Particularly in the last decade, the U.S. government has rightly and admirably worked to alleviate Sudan’s ongoing humanitarian crises and promote conflict resolution. The Sudanese are grateful to America for its generous aid and especially for the herculean efforts of President George W. Bush which led to the north/south peace agreement. But they wonder why the United States addresses Sudan primarily as a humanitarian issue when the root of the crisis is the National Congress Party’s ideology of jihad and Arab imperialism. A March 26, 2009 Sudan Tribune report of the Israeli air strike indicated that many Sudanese appreciated Israel’s attitude towards the regime. One reader commented, “The Sudanese Government thinks they’ll treat Israelis like Darfurians or Southerners. Be informed they’re Israelis; they don’t play when it comes to security of their people.” Another Sudanese reader said he loved Israel “because they don’t sign deals with terrorists.”  

The U.S. government is compelled to endure the National Congress Party’s incessant and insulting games so that the regime will grant “permission” to them to continue to supply humanitarian aid. But the Sudanese regime never lets a crisis go to waste. When America fed famine victims in Southern Sudan, Khartoum bombed the Nuba Mountains. When America focused on Darfur, Khartoum threatened the peace agreement. Now as America refocuses on the peace agreement, Khartoum builds dams to flood Nubia and displaces the Beja. They use each new crisis works to delay the fulfillment and change the terms of the north/south peace deal, the 2005 Comprehensive Peace Agreement (CPA) that they signed with the Sudan People’s Liberation Movement/Army. The upcoming national elections and Southern Sudan’s referendum on whether or not to secede from Sudan are major threats to Khartoum’s hegemony. 

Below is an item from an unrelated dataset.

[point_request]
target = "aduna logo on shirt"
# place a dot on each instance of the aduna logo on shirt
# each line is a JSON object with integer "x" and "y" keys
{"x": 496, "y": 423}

Later this month, the U.S. government is hosting a meeting with representatives of the National Congress Party and the Sudan People’s Liberation Movement to try to save the CPA from total breakdown. In today’s political climate, it is less likely than ever that the United States will address Khartoum’s jihad objectives. And although one would assume that the overarching principle of moral equivalence would mean that both the guilty and the innocent would be forced to make concessions, things never seem to work that way. It would not be the first time that the SPLM would, however unjustly, be pressured to make all of the concessions and compromises to keep the CPA from collapse.  

But while the CPA exists there is still hope for an end to war and for a better Sudan. This is particularly true if the U.S. government supports the coming together of Sudan’s marginalized Muslims, Christians, and others, including Arabs from the North who are risking their lives to join the efforts to bring about the New Sudan. If they were to succeed, Sudan’s humanitarian crisis and all that it entails, might truly end.  

*Koranic-based deception to advance the cause of Islamic jihad.

Faith J. H. McDonnell directs The Institute on Religion and Democracy’s Religious Liberty Program and Church Alliance for a New Sudan, and is the author of Girl Soldier: A Story of Hope for Northern Uganda’s Children (Chosen Books, 2007).